Technology

Yahoo! (YHOO) Does Not Need Microsoft (MSFT) Deal, Unless It Wants A Higher Share Price

yahoo_logoCarol Bartz, Yahoo!’s (YHOO) new CEO, says the portal company does not need a deal to combine its search engine operations with Microsoft’s. Yahoo! has about 20% market share in the US to Redmond’s 8%.

Yahoo! may think its can stand on its own, but there is a lot of evidence to the contrary. The company’s operating profits are less than 5% of revenue. Declines in internet display advertising could keep pressure on that figure all of this year and into next.

Yahoo!’s 20% of the search market may seem impressive, but because Google (GOOG) has 65% of searches done in the US, it gets a disproportionate portion of the market’s investment in search-based advertising.

Another reason for Bartz’s comments is the new Microsoft commitment to its own search technology. It has just launched Bing, its new search engine. Development work on the project almost certainly cost tens of millions of dollars and Microsoft is investing $80 million to $100 million in marketing  the service. Those are not the actions, at least on the face of it, of a company that plans to abandon its own search engine in favor of Yahoo!’s.
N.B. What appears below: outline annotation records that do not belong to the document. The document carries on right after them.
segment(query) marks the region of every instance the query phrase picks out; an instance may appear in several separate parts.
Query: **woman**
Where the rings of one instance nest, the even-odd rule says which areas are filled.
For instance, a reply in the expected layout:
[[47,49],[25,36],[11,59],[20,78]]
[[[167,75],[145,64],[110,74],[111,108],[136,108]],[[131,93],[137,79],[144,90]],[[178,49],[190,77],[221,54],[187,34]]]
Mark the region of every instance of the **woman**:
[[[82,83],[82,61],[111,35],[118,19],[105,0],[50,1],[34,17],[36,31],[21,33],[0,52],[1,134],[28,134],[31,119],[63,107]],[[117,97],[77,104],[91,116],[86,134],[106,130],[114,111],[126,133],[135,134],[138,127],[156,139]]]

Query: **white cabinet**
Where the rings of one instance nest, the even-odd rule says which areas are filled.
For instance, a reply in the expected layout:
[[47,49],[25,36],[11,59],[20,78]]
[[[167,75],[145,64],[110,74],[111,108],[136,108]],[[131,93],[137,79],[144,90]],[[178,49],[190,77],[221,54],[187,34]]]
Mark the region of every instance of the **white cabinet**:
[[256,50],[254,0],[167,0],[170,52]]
The flaw in Bartz’s reasoning is that Yahoo! still trades at $16, down from the over $30 where it changed hands when Microsoft offered to buy the company more than a year ago. There is not going to be any event other than a deal with Microsoft that will double Yahoo!’s stock. It will almost certainly trade in a narrow range around $15 during the foreseeable future.

Bartz may decide to go it alone but that will almost certainly keep new shareholders out of the stock.